In this evidence-based practice paper, the relationship between assessment design guided by learning style preferences and student performance in a programming course is investigated. One of the National Academy of Engineering’s 14 Grand Challenges for Engineering is to tailor and differentiate instruction to improve the reliability of learning. A manner in which this differentiation may be accomplished is through attention to the various preferences and styles by which students learn. As such, the purpose of this paper is to present evidence on the effect of formative assessment design on student performance, and whether this effect varies by student learning style. The results from this study can be used by engineering educators to either diversify or personalize their assessment style.
This work is grounded in the Felder-Soloman learning style model, a model that was developed within engineering education and has been validated and widely used within the field. This model categorizes learning styles along four distinct dimensions: perception (sensing versus intuitive), input (visual versus verbal), processing (active versus reflective), and understanding (sequential versus global). Along each of these dimensions, students are categorized as having a mild, moderate, or strong preference in each of these four learning style scales.

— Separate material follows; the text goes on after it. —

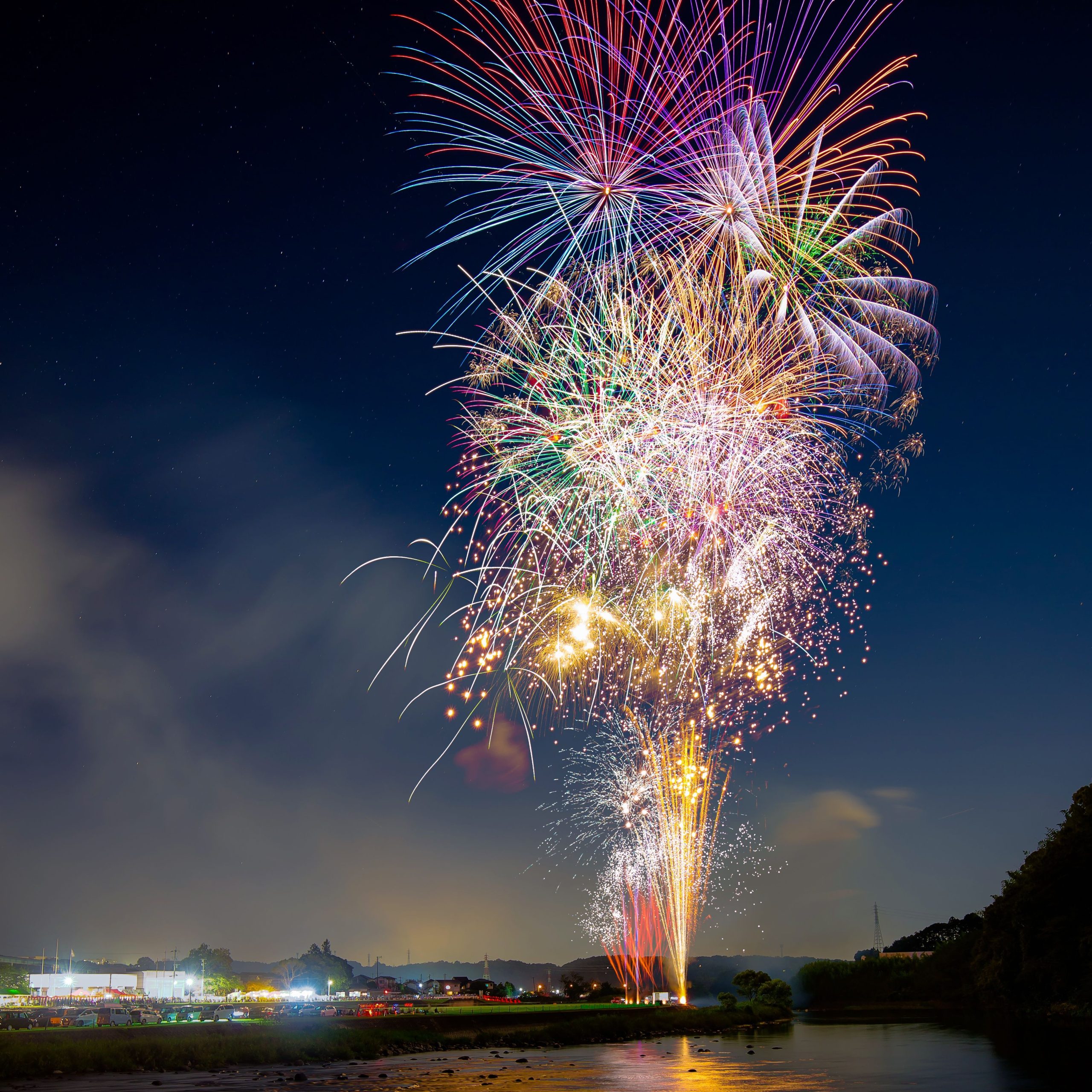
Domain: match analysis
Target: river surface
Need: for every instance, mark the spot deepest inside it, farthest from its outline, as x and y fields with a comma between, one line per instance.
x=805, y=1055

This study takes place in a mid-size, public university in the western United States. The sample for this study includes mechanical engineering undergraduate students across four sections of a required programming course in MATLAB, taught by the same instructor. These students were provided the Index of Learning Styles at the beginning of the semester. Students were administered a weekly quiz to assess their ability to write code, but construction of this assessment varies by section to favor different preferences of one of the four Felder-Soloman learning style dimensions. Performance on these quizzes is objectively scored using a standardized rubric. General linear modeling is used to determine if quiz scores differ by quiz construction condition, and if learning style preference interacts with quiz condition to predict performance on each assessment. Findings portray a complex relationship between quiz construction, learning style preference, and assessment performance.